There’s little doubt that commercial UK horticulture has become more of a risky profession in recent years.

While always at the mercy of the elements, the increase in extreme weather patterns – as witnessed by the months of rain seen in 2012 – has made fruit and vegetable production more hazardous than ever before.

That has made having adequate insurance cover more vital, and insurers are unsurprisingly reporting an increase in requests from the trade. “Growers and packers have indeed been requesting higher levels of cover as a result of increased prices which have occurred predominantly owing to the erratic weather in 2012, not only in the UK but also abroad,” says a spokesman for insurance specialists Atradius and S-Tech.

“As demand has increased for less widely available products, so the prices have risen. Companies producing the same volume of product as last year have seen their exposure more than double in some cases owing to the increased prices. This in turn can therefore lead to cashflow problems among purchasers of their goods and a higher consequential risk of insolvency.”

That inevitably creates a dilemma for insurance companies themselves, who on the one hand must be tempted to increase premiums given the higher risk of crop and infrastructure damage and business failure, but on the other are keen to keep prices down and make sure clients can still afford to buy.

“Credit insurance remains a very competitive industry, however we have kept premiums at modest levels despite the uncertain economic climate,” says the spokesman. “The premium we charge – on average just 25p to insure £100 of trade – hasn’t risen as a result of the increased demands on cover because we are still ultimately assessing each grower’s customers on their merits and creditworthiness.”

And the weather hasn’t been the only headache facing insurers – fraud is also on the rise. The high-profile cases of illegal activity in the fresh produce industry this year – with several senior executives currently behind bars after being caught defrauding their employers – hasn’t helped, and insurers report a disproportionately high level of fraud currently taking place within the wider food industry.

More common than individual fraudsters acting outside of the law are companies that are on the brink of going bust and thus more likely to take risks by breaking the law. The three most common types of fraud currently being reported by insurers are falsified invoice discounting, whereby a business raises funds against alleged invoices which aren’t legitimate or raises phantom invoices to phantom customers and doing the same; borrowing against falsified stock levels; and impersonation fraud, which is to say ordering goods using a real company name but for delivery to a falsified address, after which the goods are never traced again. This is said to leave growers particularly vulnerable as one piece of fruit often looks much the same as another, so they are virtually untraceable.

In either case, according to Atradius and S-Tech, these actions merely delay the inevitable collapse of the business concerned. “We can’t stress strongly enough that growers should proceed with caution, watch out for warning signs and protect themselves in any way that they can,” the spokesman said. —

THE BIG PICTURE

At an EU level, growers have been using the budget negotiations to call for crop insurance to be firmly established within the European framework.

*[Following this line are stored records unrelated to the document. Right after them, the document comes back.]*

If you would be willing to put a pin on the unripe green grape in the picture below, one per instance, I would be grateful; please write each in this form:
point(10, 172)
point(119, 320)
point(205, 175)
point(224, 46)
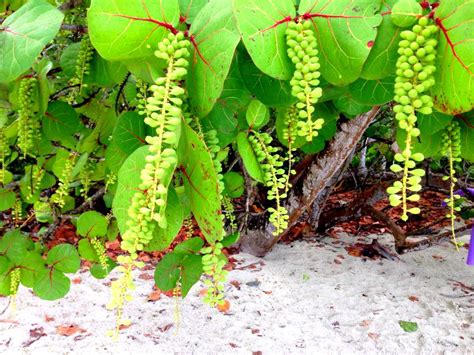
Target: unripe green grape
point(301, 40)
point(414, 77)
point(28, 128)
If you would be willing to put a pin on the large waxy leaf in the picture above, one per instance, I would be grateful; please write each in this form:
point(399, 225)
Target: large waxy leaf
point(270, 91)
point(190, 8)
point(454, 89)
point(373, 92)
point(129, 135)
point(60, 121)
point(163, 237)
point(433, 123)
point(64, 257)
point(167, 271)
point(264, 36)
point(92, 224)
point(7, 199)
point(14, 244)
point(346, 31)
point(121, 30)
point(249, 157)
point(216, 38)
point(30, 266)
point(128, 181)
point(24, 34)
point(234, 98)
point(201, 185)
point(383, 56)
point(51, 285)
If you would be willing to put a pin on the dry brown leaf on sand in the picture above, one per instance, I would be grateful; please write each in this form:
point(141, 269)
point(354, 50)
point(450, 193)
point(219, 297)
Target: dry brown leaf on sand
point(68, 330)
point(224, 308)
point(154, 296)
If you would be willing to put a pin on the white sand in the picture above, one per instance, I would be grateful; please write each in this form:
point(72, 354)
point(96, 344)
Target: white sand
point(299, 301)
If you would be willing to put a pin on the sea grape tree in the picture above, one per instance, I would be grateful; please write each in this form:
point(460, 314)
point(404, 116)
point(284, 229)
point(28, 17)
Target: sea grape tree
point(158, 113)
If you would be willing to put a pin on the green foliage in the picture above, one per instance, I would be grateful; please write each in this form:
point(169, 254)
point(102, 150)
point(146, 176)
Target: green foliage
point(166, 111)
point(23, 36)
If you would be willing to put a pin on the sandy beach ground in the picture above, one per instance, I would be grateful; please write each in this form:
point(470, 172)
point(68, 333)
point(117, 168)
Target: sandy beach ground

At last week’s ICOP conference in Brussels, Rudy van der Stappen, deputy head of the horticultural unit at DG Agri, said: “We’ve taken crop insurance, together with the whole crisis prevention and management issue, into our discussions. We will take it on board into our reflections.”

EU LAW BRINGS GENDER BALANCE

Next month changes to insurance rates mean farmers may have to re-evaluate their life cover to minimise premiums and reduce inheritance tax charges, according to financial specialists Old Mill.

From 21 December, new EU gender equalisation rules come into force, meaning that insurance companies cannot take gender into account when calculating premiums, explains Julia Banwell, director at Old Mill. “This means that life cover rates for women are likely to increase, while premiums for men should drop. We are already seeing companies changing their rates, so now is an opportune time to reflect on the cover that you have, and consider whether it remains appropriate and competitive for your needs.”